Dervişler Mekanı
DERVİŞLER MEKANI => Günün Sohbeti => Konuyu başlatan: ÖmerZ - 07/10/19, 22:43
-
Allah Rasûlü -Sallâllâhu Aleyhi ve Sellem- muhtelif vesîlelerle ve sık sık; “Allâh’ım! Gerçek hayat, sadece âhiret hayâtıdır.” buyurmuşlardır. (Buhârî, Rikak, 1)
Bu düstûru, O’nun ümmeti olarak bizler de gönüllerimize nakşetmek mecbûriyetindeyiz. Herhangi bir fânî nîmete ulaştığımızda; “Allâh’ım! Gerçek hayat âhiret hayatıdır!” diyerek, nîmetlerin asıl sahibine şükretmeli; şımarıklık, azgınlık ve gafletten sakınmalıyız. Zîrâ böyle bir hassâsiyetten mahrum olanların hâlini, Rabbimiz şöyle haber vermektedir:
“…Onlar dünya hayatıyla şımardılar. Oysa âhiretin yanında dünya hayatı, geçici bir faydadan başka bir şey değildir.” (er-Ra’d, 26)

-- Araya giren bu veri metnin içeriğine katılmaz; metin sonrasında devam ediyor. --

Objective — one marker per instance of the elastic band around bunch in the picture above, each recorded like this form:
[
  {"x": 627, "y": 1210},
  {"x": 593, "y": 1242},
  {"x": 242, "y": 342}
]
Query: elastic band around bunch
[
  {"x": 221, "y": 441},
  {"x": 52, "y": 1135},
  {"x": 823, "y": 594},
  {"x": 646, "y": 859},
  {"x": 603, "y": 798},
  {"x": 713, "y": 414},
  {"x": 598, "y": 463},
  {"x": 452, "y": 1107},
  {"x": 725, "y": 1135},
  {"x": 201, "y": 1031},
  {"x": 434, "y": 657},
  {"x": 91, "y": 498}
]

Yine mü’minler olarak herhangi bir musîbet veya iptilâ ile karşılaşıp sabrımızın zorlandığı anlarda da; “Allâh’ım! Gerçek hayat âhiret hayatıdır!” diyerek rızâ, teslîmiyet, sabır ve tevekkül ile metânetimizi ve ruh dengemizi korumalıyız. Dâimâ Rabbimize sığınarak:
“…Dünya menfaati önemsizdir, Allah’tan korkanlar için âhiret daha hayırlıdır…” (en-Nisâ, 77) şuur ve idrâki içinde huzurlu bir kulluk hayatı yaşamalıyız.
Sanki hiç bitmeyecekmiş zannedilerek hoyratça tüketilen dünya hayatının, aslında ne kadar kısa bir zaman dilimi olduğu, âyet-i kerîmede şöyle beyân edilir:
“Kıyâmet gününü gördüklerinde (dünyada) sadece bir akşam vakti ya da kuşluk zamanı kadar kaldıklarını sanırlar.” (en-Nâziât, 46)
Bu yüzden şu kısacık ömürde yapılacak en akıllıca iş, Hakk’a güzel bir kulluktur.